Although the new study provides more questions than answers, it points to three important conclusions, the researchers say. "First of all, there is no evidence that any australopithecine had a brain capacity anywhere near 600 cc," Conroy says. "Second, some estimates of brain size in early hominids may be too high. And third, 3-D digital models provide a very accurate way of determining how much brain there was inside a fossilized skull."
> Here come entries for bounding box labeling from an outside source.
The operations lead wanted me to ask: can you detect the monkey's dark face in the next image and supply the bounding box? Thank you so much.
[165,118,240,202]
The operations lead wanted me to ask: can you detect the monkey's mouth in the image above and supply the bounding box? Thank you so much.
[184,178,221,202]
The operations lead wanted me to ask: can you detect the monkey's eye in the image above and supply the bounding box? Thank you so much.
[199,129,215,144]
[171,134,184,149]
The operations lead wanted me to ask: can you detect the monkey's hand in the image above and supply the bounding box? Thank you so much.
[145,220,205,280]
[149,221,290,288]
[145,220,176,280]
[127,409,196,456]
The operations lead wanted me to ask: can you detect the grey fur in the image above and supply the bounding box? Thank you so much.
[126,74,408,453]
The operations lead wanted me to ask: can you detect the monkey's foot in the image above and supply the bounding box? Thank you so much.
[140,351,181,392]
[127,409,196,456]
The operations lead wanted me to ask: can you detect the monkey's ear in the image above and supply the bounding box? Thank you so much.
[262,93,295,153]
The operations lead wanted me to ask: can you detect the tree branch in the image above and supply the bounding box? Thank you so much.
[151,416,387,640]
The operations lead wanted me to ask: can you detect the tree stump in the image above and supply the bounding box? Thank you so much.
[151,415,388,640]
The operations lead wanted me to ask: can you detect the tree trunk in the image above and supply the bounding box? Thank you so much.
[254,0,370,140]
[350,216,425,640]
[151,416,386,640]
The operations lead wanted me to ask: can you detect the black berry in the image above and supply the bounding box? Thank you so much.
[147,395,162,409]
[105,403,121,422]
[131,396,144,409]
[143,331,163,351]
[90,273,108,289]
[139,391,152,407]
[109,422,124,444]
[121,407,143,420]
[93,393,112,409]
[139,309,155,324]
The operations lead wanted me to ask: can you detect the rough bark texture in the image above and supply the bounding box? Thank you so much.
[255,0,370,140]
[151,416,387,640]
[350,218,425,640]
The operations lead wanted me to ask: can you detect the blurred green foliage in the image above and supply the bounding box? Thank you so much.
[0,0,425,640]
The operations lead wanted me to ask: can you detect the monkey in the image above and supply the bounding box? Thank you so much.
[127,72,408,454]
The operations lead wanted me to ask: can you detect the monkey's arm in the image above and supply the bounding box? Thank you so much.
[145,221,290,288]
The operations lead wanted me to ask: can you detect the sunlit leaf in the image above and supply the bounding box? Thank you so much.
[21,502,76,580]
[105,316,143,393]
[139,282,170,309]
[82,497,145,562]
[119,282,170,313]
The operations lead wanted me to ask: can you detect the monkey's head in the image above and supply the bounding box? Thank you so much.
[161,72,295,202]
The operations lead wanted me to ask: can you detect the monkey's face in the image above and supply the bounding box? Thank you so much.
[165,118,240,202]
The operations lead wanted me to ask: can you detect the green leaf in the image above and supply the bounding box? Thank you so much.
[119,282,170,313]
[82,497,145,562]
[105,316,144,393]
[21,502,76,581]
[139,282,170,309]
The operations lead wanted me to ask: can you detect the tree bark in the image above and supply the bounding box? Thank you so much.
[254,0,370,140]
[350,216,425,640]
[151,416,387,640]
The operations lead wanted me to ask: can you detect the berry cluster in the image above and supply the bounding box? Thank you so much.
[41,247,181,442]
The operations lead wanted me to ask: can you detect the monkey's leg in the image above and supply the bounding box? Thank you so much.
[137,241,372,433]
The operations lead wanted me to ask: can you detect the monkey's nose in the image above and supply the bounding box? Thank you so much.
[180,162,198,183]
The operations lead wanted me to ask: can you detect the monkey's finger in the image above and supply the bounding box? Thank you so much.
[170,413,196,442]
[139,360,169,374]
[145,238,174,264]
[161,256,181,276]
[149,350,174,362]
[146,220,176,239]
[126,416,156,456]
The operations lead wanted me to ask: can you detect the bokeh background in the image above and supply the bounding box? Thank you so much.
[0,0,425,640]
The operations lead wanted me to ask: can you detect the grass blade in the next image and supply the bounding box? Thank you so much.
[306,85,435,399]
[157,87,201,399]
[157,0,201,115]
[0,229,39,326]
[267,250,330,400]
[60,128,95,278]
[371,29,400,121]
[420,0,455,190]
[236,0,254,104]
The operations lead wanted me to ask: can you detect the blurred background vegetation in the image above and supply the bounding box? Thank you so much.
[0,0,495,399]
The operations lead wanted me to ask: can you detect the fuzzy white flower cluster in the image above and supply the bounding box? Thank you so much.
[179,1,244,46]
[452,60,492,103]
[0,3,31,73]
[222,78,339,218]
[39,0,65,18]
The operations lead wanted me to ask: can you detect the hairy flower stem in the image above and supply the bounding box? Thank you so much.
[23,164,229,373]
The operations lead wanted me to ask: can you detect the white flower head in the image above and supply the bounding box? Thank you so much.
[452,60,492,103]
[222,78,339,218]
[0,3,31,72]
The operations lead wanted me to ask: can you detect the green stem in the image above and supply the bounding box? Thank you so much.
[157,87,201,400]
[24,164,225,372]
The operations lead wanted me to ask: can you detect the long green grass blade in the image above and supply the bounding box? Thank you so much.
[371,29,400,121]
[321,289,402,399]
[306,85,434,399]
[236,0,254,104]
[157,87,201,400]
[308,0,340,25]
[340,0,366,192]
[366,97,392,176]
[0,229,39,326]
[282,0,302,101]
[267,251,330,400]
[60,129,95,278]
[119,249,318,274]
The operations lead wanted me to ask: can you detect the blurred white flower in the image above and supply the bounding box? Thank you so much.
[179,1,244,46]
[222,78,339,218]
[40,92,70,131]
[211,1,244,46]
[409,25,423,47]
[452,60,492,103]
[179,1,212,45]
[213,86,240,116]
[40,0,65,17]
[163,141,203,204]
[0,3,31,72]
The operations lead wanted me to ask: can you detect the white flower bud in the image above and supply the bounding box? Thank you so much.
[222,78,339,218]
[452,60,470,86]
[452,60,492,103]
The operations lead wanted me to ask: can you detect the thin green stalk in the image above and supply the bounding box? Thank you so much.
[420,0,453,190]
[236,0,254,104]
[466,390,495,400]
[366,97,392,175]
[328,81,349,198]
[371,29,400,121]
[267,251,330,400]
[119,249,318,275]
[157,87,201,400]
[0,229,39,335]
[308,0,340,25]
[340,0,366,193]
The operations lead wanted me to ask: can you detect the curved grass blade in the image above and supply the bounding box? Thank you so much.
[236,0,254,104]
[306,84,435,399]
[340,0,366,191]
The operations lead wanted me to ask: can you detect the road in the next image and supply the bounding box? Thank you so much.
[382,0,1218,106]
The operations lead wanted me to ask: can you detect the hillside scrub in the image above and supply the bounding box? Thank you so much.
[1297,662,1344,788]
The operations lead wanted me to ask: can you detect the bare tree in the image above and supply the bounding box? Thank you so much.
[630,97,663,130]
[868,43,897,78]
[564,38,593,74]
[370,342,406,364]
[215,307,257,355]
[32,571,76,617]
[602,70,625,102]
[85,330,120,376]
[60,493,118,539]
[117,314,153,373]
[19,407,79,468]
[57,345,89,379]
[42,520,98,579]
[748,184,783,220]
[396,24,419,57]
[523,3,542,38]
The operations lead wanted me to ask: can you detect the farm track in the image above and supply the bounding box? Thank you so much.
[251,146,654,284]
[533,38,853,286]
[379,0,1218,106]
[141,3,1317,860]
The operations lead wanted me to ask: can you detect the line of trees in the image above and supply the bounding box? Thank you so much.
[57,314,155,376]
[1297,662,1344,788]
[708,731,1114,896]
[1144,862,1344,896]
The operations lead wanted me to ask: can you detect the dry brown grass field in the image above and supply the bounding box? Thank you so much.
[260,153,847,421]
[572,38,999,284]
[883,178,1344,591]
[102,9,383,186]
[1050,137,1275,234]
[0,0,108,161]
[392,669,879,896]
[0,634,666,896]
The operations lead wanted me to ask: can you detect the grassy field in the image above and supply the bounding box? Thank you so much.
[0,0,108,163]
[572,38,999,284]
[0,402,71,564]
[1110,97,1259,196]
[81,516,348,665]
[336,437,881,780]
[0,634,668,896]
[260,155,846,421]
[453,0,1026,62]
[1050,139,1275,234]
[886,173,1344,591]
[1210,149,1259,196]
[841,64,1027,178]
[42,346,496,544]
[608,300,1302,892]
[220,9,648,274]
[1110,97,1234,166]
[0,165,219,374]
Tobias, who has been running the dig at Sterkfontein for more than 30 years, says, "Mr. Ples is a magnificent specimen that extends our understanding of the range of brain sizes in these emergent African 'missing links.' This skull was the last major discovery by Alun Hughes, a remarkable man who spent 40 years of his life excavating at Makapansgat and Sterkfontein and other South African sites under Raymond Dart and myself."

The work was supported by a grant to Conroy from the National Science Foundation and grants to Tobias for the excavation at Sterkfontein from the Foundation for Research Development (Pretoria) and the Witwatersrand University (Johannesburg). Siemens (South Africa), Selby Park Medical Centre (Johannesburg),and Zumtobel (Austria) helped support various phases of this research.

Conroy GC, Weber GW, Seidler H, Tobias PV, Kane A, Brunsden B. Endocranial capacity in a new early hominid cranium from Sterkfontein, South Africa. Science, June 12, 1998.